This was originally posted as a LinkedIn Article by Skylar Cohen on October 2, 2023.
It’s a tough time to be a content marketer. The omnipresence of AI has forced many to double down on their efforts to justify their value to their employers, who could generate content for free (albeit of dubious quality) using a free large language model (LLM). Content Marketing World 2023 wasn’t afraid to acknowledge this unprecedented disruption, but the conference’s framing was ultimately uplifting. A major throughline was that shifting conditions are not a bad thing. If I had to summarize the conference in a sentence, it would be this: Yes, we need to change, but in the long run this can make us stronger and better at what we do.
Here are a few running threads that stood out to me most throughout the conference.
“It’s how things are usually done” is no longer enough to justify a content strategy
Several speakers looked beyond the most common search metrics and strategies to argue there are better ways to measure success. Dale Bertrand cautioned against reflexively inserting relevant keywords into a pre-formed piece of content, instead pushing the audience to think more deeply about search intent and determining calls-to-action and analyses that align with the user’s intent. This requires a focus on metrics that emphasize engagement, rather than simply visiting a site (I’m reminded of this classic Adobe ad, where valuing the wrong metrics leads to a lot of unsold encyclopedias).
Ryan Brock went so far as to hold a mock funeral for foundational content marketing concepts like keyword cannibalization, arguing that forces like the pandemic fundamentally altered consumer tastes and the strategies necessary to rank. Flying in the face of conventional wisdom, a case study he presented suggested that even a lower-authority site could stand toe-to-toe with big competitors, given the proper use of pillar page structuring.
AI can only remix what humans have made — for better and worse
ChatGPT and its brethren are bound by their reliance on training data. At least for now, everything they create is built on material that already existed. Several presenters pointed this out as a sign that humans were still necessary to create meaningful final products, though still making clear there was absolutely space for AI to help.

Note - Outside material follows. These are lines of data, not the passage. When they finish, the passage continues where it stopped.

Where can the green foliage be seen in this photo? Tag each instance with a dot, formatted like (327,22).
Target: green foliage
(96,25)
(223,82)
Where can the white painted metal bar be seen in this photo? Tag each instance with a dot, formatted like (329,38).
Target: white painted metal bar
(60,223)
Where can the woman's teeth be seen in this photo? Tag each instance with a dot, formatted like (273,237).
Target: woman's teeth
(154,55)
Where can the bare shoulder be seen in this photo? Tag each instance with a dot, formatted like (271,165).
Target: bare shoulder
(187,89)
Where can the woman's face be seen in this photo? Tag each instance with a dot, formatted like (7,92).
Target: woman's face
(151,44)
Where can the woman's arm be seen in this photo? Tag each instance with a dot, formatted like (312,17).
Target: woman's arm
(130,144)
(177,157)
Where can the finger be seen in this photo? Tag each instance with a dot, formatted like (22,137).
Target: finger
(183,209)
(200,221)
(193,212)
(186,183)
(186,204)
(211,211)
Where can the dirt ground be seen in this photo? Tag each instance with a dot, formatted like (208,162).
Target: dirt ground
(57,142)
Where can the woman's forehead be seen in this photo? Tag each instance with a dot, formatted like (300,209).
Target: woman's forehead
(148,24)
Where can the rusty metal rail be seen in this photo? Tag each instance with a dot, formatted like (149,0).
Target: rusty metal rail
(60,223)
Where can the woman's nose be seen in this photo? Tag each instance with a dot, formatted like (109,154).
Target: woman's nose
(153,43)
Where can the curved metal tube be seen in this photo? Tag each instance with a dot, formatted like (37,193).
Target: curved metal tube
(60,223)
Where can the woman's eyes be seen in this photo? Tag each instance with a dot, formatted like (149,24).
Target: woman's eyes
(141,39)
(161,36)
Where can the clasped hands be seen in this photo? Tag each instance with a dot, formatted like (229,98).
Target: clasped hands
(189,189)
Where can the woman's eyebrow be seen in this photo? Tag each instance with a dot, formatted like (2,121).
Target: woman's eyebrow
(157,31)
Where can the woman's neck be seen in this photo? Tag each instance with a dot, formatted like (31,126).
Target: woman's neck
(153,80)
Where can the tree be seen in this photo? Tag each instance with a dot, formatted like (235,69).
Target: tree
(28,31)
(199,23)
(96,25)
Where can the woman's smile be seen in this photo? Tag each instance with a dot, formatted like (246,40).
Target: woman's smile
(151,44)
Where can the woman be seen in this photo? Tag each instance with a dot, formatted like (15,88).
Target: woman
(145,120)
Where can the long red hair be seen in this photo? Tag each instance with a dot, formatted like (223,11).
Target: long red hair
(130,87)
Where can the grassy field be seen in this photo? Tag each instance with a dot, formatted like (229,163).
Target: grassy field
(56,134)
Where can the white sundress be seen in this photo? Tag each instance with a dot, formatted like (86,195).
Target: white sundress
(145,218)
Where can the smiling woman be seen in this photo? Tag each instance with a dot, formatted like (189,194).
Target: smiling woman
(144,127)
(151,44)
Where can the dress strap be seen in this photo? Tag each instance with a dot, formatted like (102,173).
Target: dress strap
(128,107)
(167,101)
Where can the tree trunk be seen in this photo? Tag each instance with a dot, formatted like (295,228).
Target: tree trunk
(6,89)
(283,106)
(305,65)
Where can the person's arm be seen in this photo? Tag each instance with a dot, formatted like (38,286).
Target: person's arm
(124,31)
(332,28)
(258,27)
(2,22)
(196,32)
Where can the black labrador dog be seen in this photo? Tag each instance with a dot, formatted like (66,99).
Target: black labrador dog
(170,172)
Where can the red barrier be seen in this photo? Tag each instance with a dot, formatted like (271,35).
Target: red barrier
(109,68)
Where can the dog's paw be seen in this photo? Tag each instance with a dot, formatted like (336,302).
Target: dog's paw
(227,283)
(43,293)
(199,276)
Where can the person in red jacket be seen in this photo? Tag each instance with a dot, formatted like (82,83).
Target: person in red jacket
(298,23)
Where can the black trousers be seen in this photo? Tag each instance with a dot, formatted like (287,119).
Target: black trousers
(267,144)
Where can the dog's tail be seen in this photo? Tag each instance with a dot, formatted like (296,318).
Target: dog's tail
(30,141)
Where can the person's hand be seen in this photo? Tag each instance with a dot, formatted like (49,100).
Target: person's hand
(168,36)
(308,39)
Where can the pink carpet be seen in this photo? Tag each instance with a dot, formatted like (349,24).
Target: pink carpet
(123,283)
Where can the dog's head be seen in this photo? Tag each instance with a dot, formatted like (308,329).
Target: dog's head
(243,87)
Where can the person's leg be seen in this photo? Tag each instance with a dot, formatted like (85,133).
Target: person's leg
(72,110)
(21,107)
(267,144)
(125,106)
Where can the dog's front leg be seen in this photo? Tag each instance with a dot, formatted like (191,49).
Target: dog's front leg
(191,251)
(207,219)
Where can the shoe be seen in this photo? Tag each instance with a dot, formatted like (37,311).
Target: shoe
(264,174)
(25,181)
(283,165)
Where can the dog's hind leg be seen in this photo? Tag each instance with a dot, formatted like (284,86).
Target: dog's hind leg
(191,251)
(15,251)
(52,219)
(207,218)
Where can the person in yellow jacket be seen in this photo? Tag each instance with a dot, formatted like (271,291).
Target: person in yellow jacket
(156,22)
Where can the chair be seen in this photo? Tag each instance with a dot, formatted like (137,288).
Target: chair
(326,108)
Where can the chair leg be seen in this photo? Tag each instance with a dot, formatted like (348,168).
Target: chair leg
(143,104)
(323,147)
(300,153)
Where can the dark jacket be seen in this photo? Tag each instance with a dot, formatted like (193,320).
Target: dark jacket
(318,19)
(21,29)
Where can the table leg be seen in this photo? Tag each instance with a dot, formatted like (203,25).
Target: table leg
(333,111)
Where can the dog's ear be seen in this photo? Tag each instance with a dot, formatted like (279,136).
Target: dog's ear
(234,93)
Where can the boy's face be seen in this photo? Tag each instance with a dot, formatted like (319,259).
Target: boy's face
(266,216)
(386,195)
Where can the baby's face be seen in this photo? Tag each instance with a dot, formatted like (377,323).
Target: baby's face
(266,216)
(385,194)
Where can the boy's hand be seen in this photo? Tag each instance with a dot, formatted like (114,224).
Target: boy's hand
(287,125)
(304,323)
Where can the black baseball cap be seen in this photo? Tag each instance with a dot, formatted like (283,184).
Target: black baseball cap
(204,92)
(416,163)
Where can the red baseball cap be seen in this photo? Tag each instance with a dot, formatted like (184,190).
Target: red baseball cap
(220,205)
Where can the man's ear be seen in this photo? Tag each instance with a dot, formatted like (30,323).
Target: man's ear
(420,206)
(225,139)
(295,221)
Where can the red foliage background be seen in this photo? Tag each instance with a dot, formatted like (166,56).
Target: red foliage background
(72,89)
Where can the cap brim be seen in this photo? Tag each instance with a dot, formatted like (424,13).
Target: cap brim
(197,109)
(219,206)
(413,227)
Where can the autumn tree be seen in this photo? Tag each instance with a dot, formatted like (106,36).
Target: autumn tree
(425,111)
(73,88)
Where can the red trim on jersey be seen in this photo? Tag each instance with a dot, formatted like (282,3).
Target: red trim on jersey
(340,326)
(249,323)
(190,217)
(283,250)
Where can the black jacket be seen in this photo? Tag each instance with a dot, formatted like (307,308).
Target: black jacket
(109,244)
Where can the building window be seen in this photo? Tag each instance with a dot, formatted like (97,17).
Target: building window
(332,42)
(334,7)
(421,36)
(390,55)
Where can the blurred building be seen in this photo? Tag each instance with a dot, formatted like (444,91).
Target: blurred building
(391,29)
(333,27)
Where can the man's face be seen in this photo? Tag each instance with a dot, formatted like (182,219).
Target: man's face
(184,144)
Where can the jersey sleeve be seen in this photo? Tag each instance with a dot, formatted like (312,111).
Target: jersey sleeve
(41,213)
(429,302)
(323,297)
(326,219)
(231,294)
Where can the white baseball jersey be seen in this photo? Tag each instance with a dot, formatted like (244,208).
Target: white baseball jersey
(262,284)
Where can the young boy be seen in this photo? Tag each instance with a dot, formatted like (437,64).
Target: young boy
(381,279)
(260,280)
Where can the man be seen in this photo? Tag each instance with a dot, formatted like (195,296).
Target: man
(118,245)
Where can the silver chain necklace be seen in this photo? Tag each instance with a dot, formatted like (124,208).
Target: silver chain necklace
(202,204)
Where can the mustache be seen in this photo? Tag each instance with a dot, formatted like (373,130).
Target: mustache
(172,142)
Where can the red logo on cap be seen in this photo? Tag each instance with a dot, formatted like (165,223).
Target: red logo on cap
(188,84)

Derek Thompson summarized key points from his book Hit Makers: How to Succeed in an Age of Distraction, stating that audiences instinctually seek out novel experiences while also craving aspects of the familiar. This sets the stage for humans to inject new ideas into something “familiar” created by AI. And Elizabeth Banks cautioned that AI inherits many of the biases and stereotypes that influence how humans see the world, and that we will have to account for that inclination in AI-generated work if we don’t want to perpetuate it.

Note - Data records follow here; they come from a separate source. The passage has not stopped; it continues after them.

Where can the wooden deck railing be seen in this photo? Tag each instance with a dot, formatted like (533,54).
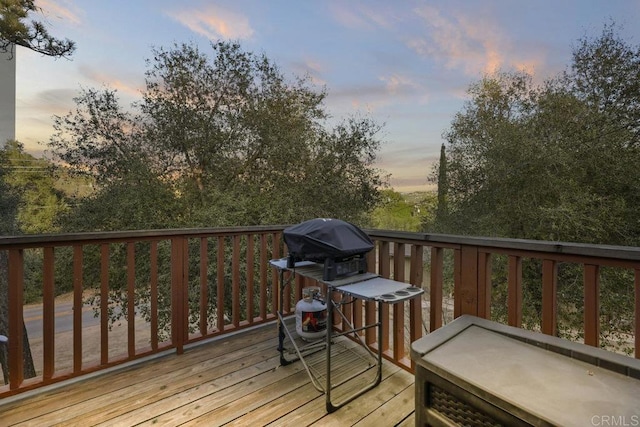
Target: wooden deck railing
(171,282)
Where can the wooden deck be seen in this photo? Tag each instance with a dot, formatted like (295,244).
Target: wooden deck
(235,380)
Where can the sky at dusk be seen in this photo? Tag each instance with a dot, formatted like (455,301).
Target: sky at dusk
(405,63)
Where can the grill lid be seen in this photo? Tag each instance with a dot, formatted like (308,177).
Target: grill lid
(322,238)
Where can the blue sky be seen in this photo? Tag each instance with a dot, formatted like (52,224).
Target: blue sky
(405,63)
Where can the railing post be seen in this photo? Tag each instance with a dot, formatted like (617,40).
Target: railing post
(466,277)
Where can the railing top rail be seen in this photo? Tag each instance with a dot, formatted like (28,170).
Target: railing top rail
(631,253)
(628,253)
(39,240)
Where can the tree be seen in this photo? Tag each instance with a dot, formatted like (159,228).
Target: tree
(9,205)
(214,141)
(555,162)
(33,35)
(40,202)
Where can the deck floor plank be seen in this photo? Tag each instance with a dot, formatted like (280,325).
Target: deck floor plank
(235,380)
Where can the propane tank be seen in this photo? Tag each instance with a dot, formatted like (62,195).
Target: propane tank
(311,315)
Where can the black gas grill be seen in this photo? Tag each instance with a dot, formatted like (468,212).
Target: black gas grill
(339,245)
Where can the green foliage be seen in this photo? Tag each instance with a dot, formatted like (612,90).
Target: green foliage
(9,199)
(33,35)
(555,162)
(403,212)
(40,202)
(220,141)
(213,142)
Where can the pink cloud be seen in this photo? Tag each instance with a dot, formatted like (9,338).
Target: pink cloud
(213,22)
(59,10)
(474,44)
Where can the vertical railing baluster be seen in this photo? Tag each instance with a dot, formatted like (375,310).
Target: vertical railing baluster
(264,276)
(104,303)
(484,285)
(514,292)
(250,278)
(48,313)
(398,309)
(384,270)
(435,288)
(179,318)
(370,317)
(235,281)
(131,298)
(415,304)
(154,294)
(77,308)
(204,285)
(16,318)
(275,291)
(220,284)
(592,305)
(637,312)
(549,323)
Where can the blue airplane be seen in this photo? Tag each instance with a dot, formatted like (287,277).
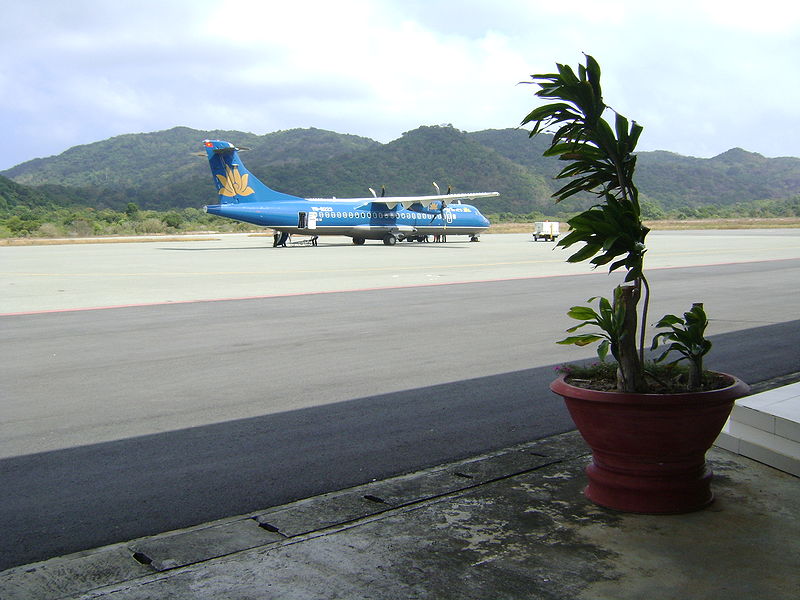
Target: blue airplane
(244,198)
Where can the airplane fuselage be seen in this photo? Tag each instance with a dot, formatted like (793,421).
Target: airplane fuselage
(351,218)
(243,197)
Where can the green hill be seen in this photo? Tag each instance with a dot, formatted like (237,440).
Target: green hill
(157,171)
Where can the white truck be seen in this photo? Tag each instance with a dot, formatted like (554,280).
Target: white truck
(545,230)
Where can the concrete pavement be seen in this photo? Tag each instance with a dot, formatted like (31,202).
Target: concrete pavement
(510,524)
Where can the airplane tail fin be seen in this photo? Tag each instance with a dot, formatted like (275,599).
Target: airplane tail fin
(234,182)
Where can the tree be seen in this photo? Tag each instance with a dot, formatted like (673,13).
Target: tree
(600,161)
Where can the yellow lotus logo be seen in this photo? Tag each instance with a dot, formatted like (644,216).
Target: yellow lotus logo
(234,183)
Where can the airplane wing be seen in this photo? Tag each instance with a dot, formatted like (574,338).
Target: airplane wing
(408,201)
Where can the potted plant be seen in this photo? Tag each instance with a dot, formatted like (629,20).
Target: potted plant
(650,432)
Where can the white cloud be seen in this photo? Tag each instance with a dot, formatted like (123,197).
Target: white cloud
(700,78)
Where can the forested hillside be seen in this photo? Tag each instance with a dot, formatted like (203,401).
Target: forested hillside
(159,171)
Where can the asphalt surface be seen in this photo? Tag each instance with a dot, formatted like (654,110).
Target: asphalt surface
(126,422)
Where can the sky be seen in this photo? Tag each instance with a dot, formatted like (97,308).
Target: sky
(701,76)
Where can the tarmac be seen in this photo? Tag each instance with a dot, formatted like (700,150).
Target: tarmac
(508,524)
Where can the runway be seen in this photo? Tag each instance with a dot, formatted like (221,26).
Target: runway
(236,376)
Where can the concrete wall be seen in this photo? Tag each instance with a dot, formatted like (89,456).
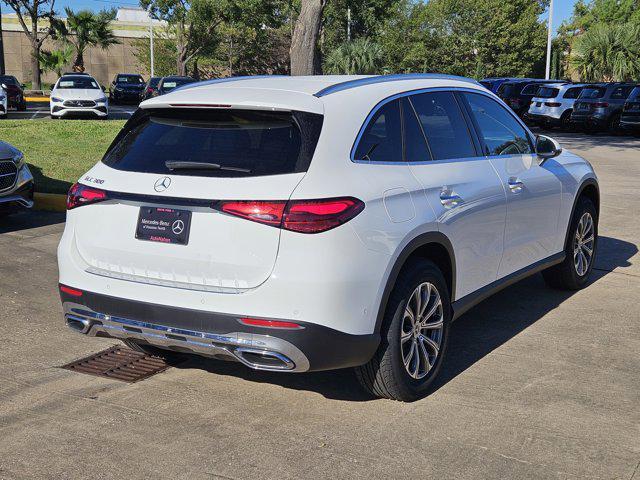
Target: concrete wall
(102,64)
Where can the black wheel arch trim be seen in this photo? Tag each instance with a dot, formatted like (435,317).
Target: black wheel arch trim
(420,241)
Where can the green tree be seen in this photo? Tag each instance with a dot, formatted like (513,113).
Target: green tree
(360,56)
(607,53)
(195,24)
(85,29)
(56,60)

According to Cassie Kozyrkov, there’s a concrete difference between “thinking,” an intellectually engaging activity, and “thunking,” or boring and unstimulating work. Her closing keynote expressed hope that AI would allow people to improve efficiency by minimizing thunking time and allowing for as much thinking time as people could handle before needing a break. She also framed AI in perhaps the most human-dependent way seen at the conference — referring to data as a raw ingredient, with algorithms and models as appliances and recipes. The one thing AI could not be is the chef.
Facing frustrations head-on and continuing to learn is critical
While Content Marketing World 2023’s speakers had impressive track records, they were willing to discuss their past frustrations and missteps as well as their successes.
For example, Ron Zwerin recapped an ultimately successful process of making the National Multiple Sclerosis (MS) Society more useful and attuned to the needs of its users, which wasn’t an easy process. Mobilizing key stakeholders and aligning the team took much longer than initially expected, and selling the need for change required diving deep into the ways that the society wasn’t sufficiently personalized for specific real-life users. And Jacqueline Loch had to recognize that an entire work culture was simply not working as a group of young men optimized for cosmetic keywords that didn’t reflect what women were actually searching for.
More broadly, the majority of sessions (well over 50%) were classified as “intermediate” sessions, with less than 10% labeled as “advanced.” While this could of course reflect speakers hesitant to scare off newer marketers, I’d like to think it is instead indicative of a broader drive to learn and grow throughout the industry. Given how rapidly things are shifting and evolving, few can truly claim to be advanced in the skills needed to succeed in our new reality. Content Marketing World has been a snapshot of an industry in motion, and I’m excited to see how it evolves and to be part of that evolution.